Le modèle actuel ne convient plus. Il faut imaginer un monde différent. Il va falloir le "digitaliser" pour en tirer tout le potentiel, intégrer les générations des "digital native", la diversité et changer notre appréhension au monde, par exemple la prise en compte de la RSE (Responsabilité Sociétale des Entreprises). Voilà des défis passionnants qui nous font face et qu'il faudra aborder d'une façon différente.
Pour autant, il faudra le faire sans renier le passé, nos valeurs, notre culture au fond. Car nous ne sommes que le produit de notre histoire. Impossible de se projeter sans en avoir la pleine maitrise.
L'innovation n'a jamais cessé. Mais l'innovation utile s'est un peu éloignée. Elle n'est pas toujours recherchée et n'est plus l'élément vital de décision. On innove pour vendre et moins pour être utile à la société. Pourrait-on renoncer aujourd'hui à mettre sur le marché un produit néfaste et inutile mais porteur d'enrichissement potentiel. J'espère que oui mais je n'en suis pas du tout persuadé.
Nous sommes dans une société de l'hyper-consommation. Et nous allons devoir revoir nos objectifs. Aussi pour des raisons liées à l'environnement. Que veut-on faire du monde de demain ? Y répondre c'est définir une direction et un axe d'évolution pour l'humanité avec une inflexion certaine et nécessaire.
Ce post met en avant des idées très différentes. Les suivants y reviendront mais l'idée de ce jour est celle-ci : après les littéraires, les ingénieurs, les financiers ... eh bien nous allons vers les créatifs !!! Ce sont les créatifs qui vont faire bouger les frontières.
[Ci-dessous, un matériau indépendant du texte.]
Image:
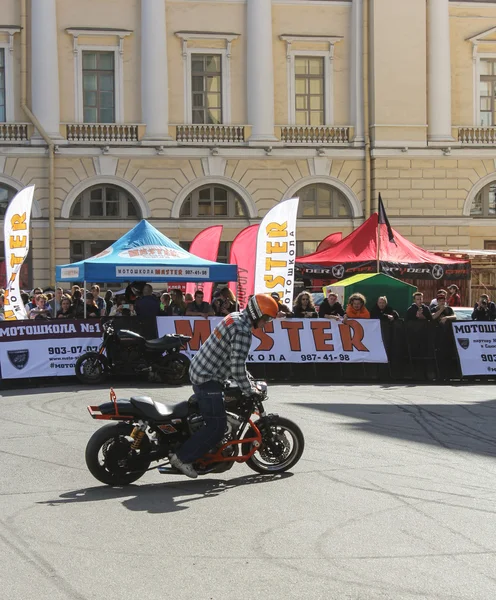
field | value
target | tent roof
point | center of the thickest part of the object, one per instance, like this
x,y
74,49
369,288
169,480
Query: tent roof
x,y
145,254
361,246
361,278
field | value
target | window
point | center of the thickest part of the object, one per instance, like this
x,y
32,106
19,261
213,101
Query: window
x,y
3,108
6,195
303,248
484,204
487,88
206,88
309,90
213,202
105,202
98,87
86,249
322,201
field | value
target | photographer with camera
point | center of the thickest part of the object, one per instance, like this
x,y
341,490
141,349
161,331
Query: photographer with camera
x,y
484,310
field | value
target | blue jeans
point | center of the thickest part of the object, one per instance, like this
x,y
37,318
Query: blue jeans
x,y
211,404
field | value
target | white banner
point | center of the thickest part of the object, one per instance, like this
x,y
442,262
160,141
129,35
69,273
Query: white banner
x,y
39,348
16,240
476,346
276,251
294,340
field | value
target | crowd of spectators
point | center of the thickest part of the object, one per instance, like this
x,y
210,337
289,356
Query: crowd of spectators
x,y
141,300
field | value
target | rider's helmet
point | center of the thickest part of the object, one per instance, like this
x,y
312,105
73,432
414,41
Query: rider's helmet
x,y
261,305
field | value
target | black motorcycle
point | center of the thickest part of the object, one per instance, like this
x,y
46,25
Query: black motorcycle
x,y
147,431
124,352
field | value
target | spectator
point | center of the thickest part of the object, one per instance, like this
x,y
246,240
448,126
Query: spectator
x,y
41,310
99,301
383,311
418,311
55,301
108,301
356,308
92,309
164,302
442,312
454,298
284,311
484,310
304,307
177,307
32,298
199,308
77,303
122,308
65,311
331,308
148,305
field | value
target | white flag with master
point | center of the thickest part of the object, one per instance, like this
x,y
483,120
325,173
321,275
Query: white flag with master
x,y
276,251
16,240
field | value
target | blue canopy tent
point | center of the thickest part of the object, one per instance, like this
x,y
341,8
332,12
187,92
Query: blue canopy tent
x,y
145,254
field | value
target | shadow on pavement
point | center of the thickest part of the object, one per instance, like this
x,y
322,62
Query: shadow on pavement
x,y
467,427
162,497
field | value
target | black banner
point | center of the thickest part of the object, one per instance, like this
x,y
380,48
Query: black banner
x,y
435,271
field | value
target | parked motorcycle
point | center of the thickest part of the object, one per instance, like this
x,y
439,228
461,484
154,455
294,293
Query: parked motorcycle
x,y
146,431
124,352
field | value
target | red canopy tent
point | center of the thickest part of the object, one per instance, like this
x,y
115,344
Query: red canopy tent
x,y
357,253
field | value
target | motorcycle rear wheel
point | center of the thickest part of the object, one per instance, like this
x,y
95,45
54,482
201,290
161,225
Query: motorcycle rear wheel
x,y
282,446
91,368
174,369
108,455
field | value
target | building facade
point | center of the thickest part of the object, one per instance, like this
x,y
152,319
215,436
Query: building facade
x,y
194,112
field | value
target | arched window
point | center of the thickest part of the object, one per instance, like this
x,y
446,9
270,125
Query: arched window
x,y
105,201
484,204
6,195
213,201
322,201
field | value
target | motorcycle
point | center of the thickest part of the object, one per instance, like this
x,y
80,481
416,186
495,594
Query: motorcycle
x,y
124,352
146,431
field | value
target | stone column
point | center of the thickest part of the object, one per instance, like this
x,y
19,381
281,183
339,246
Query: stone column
x,y
45,98
154,80
357,69
260,67
438,72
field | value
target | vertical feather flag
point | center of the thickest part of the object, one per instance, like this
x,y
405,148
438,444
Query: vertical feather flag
x,y
205,245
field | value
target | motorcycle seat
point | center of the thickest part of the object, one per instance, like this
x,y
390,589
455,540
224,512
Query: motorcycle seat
x,y
170,340
157,410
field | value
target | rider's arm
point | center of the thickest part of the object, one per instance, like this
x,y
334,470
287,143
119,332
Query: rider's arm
x,y
240,346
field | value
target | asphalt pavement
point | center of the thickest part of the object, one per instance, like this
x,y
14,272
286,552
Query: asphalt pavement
x,y
393,499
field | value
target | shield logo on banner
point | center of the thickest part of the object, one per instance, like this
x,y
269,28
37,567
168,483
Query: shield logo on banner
x,y
437,271
18,358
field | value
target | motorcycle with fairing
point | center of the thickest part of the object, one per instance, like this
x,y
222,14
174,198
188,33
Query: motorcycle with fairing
x,y
123,352
144,431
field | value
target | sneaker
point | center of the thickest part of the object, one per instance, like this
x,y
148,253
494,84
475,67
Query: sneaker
x,y
185,468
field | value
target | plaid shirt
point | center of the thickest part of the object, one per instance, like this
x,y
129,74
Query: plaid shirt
x,y
223,355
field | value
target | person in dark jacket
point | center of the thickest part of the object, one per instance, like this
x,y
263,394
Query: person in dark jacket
x,y
484,310
418,311
383,311
331,308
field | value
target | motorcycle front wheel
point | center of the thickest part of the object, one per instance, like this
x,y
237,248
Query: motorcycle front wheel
x,y
91,368
174,368
282,446
110,458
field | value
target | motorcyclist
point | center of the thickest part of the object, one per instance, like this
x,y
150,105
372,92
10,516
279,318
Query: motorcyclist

Plus que les politiques au fond. Les créatifs seront partout. Dans l'entreprise, dans l'enseignement, dans les administrations, dans les gouvernements, dans l'art, partout.
L'ère à venir sera celle de la créativité sélective ou de la créativité utile. Pas créer pour créer. Mais créer pour le mieux.
Et bonne nouvelle, cette fois personne ne devrait être privilégié ou défavorisé. Car chacun peut créer et innover. Le profil comptera plus que la formation. La personnalité primera plus que le reste. L'envie, la passion, l'élan que l'on saura générer ou pas.
C'est sans doute pourquoi on nous parle sans cesse de startups, d'entrepreneuriat et de tout ce qui touche à la création. Car nous sentons que les choses vont peu à peu dans ce sens.
Nous cherchons un nouveau modèle. L'innovation en sera le ciment. Là il n'y a aucun doute. Il convient même de l'espérer.